From a green wall in reception to a proliferation of pot plants around the workplace, a bit of greenery goes a long way. As well as absorbing carbon dioxide and making the office look more attractive, there are psychological benefits to be had too. According to 2014 research by the University of Exeter, adding just one plant per square metre improved employees’ memory retention and performance in basic tests.

Get some fresh air

While it isn’t necessary to put a running track on the roof as they did at London’s White Collar Factory, grabbing some air shouldn’t just be the preserve of smokers on their breaks. Many new office buildings now include a roof terrace which doubles up as extra workspace but even opening up an unloved courtyard or providing new furniture on a terraced area could encourage employees to leave their desks.

Cutting down on noise

Property firm Cushman & Wakefield’s report on wellness states that over half of employees report that even ambient noise reduces their work satisfaction and productivity. There are lots of products on the market to keep things at a lower volume  from ceiling panels to screens to lampshades made of special felt. Clearly signposting areas for quieter, more concentrated work could also do the trick.

Let there be light

As autumn and winter approach, it’s worth bearing in mind that Forbes recently reported that 40% of office workers struggle to work in poor lighting every day.
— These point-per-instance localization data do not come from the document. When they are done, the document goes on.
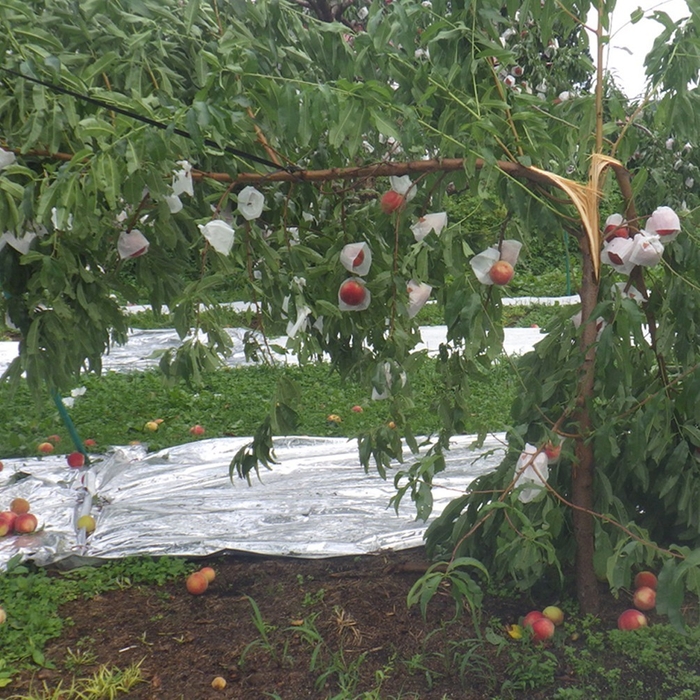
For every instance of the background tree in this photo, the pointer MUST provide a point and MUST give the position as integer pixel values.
(105, 107)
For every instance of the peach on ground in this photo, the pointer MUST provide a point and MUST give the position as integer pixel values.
(197, 583)
(19, 506)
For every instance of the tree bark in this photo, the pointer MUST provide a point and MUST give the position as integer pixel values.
(584, 466)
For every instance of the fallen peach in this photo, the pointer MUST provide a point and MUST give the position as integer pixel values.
(197, 583)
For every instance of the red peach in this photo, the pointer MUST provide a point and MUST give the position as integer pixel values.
(644, 598)
(20, 506)
(501, 273)
(197, 583)
(631, 620)
(352, 292)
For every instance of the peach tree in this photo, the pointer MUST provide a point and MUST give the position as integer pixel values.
(302, 154)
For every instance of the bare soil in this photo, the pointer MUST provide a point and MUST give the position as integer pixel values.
(357, 605)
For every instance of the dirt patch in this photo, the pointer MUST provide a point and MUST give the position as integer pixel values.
(331, 628)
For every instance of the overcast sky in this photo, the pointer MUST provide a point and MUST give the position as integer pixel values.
(631, 42)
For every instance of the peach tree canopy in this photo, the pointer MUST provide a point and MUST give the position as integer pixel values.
(171, 150)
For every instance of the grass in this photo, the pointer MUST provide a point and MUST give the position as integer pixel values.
(231, 402)
(31, 599)
(115, 407)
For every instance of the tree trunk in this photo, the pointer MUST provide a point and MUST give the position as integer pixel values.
(582, 473)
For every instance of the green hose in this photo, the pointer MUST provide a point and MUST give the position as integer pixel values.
(79, 446)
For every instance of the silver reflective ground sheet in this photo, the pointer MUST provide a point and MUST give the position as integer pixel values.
(316, 502)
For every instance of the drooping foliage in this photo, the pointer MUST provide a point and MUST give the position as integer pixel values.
(107, 105)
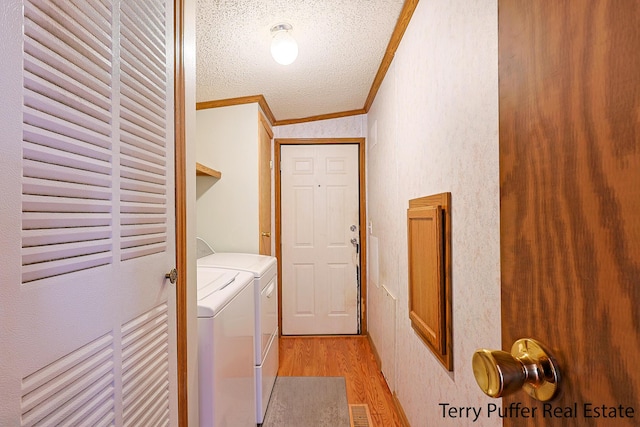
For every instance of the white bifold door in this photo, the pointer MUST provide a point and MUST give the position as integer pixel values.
(87, 223)
(320, 238)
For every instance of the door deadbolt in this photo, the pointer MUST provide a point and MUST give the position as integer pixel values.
(529, 366)
(172, 276)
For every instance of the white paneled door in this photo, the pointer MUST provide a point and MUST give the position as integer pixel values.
(87, 223)
(320, 237)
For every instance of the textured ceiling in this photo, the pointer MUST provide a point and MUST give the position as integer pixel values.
(341, 44)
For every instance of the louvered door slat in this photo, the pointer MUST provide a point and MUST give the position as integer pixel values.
(91, 137)
(143, 129)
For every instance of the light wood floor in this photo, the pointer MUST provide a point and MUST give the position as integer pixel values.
(349, 357)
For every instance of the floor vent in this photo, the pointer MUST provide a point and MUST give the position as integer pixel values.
(360, 416)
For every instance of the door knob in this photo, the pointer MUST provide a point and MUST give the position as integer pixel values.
(172, 276)
(529, 366)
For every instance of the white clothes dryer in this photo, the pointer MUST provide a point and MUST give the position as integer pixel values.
(226, 336)
(264, 270)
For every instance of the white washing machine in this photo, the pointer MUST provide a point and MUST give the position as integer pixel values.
(264, 270)
(226, 336)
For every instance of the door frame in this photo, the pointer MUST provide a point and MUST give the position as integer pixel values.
(181, 209)
(278, 142)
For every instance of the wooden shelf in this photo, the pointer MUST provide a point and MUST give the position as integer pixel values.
(202, 170)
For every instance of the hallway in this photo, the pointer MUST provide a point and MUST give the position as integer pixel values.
(347, 356)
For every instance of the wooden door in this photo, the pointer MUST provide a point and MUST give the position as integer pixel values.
(88, 319)
(264, 185)
(320, 216)
(570, 201)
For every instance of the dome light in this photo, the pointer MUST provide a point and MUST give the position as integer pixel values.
(284, 48)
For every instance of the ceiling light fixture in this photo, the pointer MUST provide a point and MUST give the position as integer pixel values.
(284, 48)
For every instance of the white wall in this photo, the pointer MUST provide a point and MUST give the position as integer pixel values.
(227, 209)
(190, 134)
(435, 127)
(343, 127)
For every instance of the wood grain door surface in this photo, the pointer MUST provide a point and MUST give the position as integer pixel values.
(570, 202)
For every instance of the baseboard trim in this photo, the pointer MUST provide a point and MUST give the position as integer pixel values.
(374, 350)
(396, 401)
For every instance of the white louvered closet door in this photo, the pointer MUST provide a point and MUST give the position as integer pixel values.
(87, 223)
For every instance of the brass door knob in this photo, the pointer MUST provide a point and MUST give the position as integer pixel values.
(529, 366)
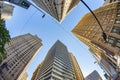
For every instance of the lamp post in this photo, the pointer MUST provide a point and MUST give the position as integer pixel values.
(103, 33)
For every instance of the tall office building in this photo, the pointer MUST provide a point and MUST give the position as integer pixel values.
(24, 77)
(20, 52)
(57, 65)
(89, 32)
(57, 8)
(77, 70)
(93, 76)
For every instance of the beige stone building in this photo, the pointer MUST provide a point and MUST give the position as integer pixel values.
(20, 52)
(89, 32)
(57, 8)
(59, 64)
(76, 67)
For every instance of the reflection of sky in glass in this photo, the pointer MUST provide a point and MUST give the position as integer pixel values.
(49, 30)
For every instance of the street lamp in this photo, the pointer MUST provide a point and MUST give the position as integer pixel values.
(103, 33)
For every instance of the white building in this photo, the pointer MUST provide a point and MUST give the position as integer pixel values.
(20, 51)
(6, 10)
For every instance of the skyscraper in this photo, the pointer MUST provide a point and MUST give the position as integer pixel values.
(20, 52)
(110, 1)
(93, 76)
(89, 32)
(57, 8)
(57, 65)
(6, 10)
(77, 70)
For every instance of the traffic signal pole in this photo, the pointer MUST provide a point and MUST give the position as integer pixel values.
(103, 33)
(38, 10)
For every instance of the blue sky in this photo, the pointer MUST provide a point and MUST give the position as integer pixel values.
(29, 21)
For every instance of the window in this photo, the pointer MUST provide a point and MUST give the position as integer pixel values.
(116, 30)
(118, 15)
(117, 21)
(107, 28)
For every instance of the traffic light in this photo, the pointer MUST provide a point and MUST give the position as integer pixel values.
(24, 4)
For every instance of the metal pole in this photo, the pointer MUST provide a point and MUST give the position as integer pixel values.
(103, 33)
(93, 15)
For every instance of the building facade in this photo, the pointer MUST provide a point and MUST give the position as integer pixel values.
(89, 32)
(20, 51)
(93, 76)
(57, 65)
(57, 8)
(6, 10)
(77, 70)
(24, 77)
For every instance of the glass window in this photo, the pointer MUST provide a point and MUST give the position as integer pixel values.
(117, 21)
(116, 30)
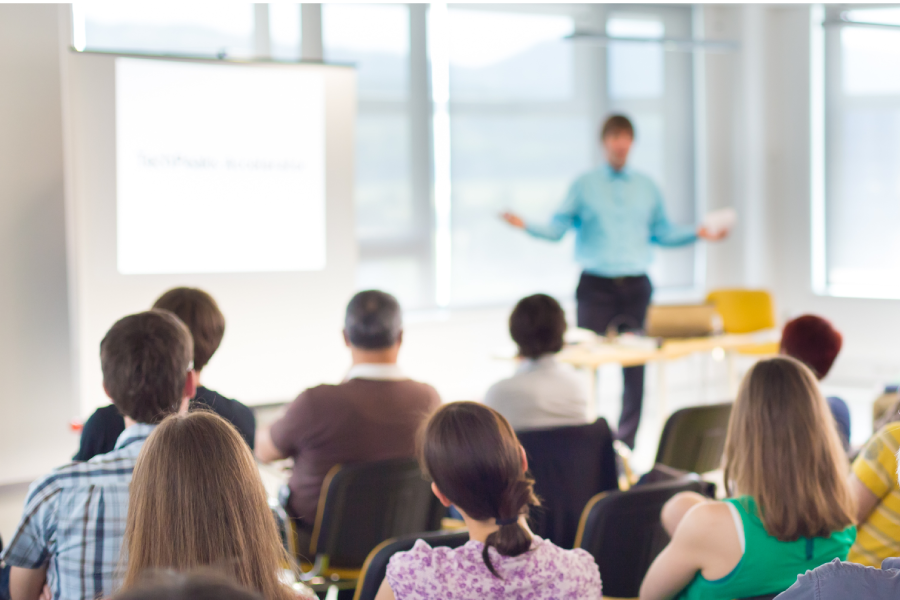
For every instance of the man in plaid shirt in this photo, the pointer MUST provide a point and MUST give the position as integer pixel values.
(71, 531)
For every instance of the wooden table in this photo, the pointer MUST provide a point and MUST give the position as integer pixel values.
(591, 356)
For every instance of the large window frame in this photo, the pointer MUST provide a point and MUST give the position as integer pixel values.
(428, 238)
(828, 101)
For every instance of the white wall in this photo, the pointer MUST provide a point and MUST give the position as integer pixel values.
(36, 386)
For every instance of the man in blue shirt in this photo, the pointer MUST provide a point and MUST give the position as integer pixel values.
(617, 215)
(68, 543)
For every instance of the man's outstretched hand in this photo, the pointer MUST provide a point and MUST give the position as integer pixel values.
(712, 236)
(513, 219)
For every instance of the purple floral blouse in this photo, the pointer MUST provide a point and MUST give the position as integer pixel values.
(546, 572)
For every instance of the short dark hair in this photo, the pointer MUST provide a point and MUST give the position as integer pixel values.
(177, 586)
(373, 320)
(199, 311)
(813, 341)
(537, 325)
(145, 360)
(616, 124)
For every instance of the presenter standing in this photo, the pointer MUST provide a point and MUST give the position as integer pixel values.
(617, 215)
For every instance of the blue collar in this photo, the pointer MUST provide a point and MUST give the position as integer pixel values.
(136, 433)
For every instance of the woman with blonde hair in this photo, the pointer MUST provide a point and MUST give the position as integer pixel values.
(790, 508)
(196, 501)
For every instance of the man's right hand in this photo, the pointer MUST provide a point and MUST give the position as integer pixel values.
(513, 219)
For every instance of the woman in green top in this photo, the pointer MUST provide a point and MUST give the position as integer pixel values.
(791, 511)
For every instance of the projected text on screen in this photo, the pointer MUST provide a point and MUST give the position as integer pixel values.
(220, 168)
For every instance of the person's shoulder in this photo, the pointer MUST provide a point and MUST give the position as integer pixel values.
(81, 475)
(577, 565)
(420, 390)
(417, 556)
(696, 525)
(106, 413)
(890, 430)
(837, 579)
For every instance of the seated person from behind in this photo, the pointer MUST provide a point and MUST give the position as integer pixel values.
(188, 512)
(791, 508)
(195, 586)
(838, 580)
(373, 415)
(816, 343)
(199, 311)
(478, 466)
(543, 393)
(74, 519)
(873, 483)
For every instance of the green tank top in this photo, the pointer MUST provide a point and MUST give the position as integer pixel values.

Lack of access to light has been associated with a range of health conditions from eye strain to headaches to seasonal affected disorder (SAD). Solutions range from placing desks around the perimeter of an office to maximise natural daylight to staff using an app to control their own lighting.

Flex it up

Most people fall into the ‘ambivert’ category throughout the working day. At certain times, they are craving the comfort of their own desks for concentrated work and at other times needing to break out and collaborate so provide plenty of variety of settings to keep them happy. This can be as simple as a breakfast bar in the kitchen for an impromptu catch up or an executive office that doubles up as a meeting room.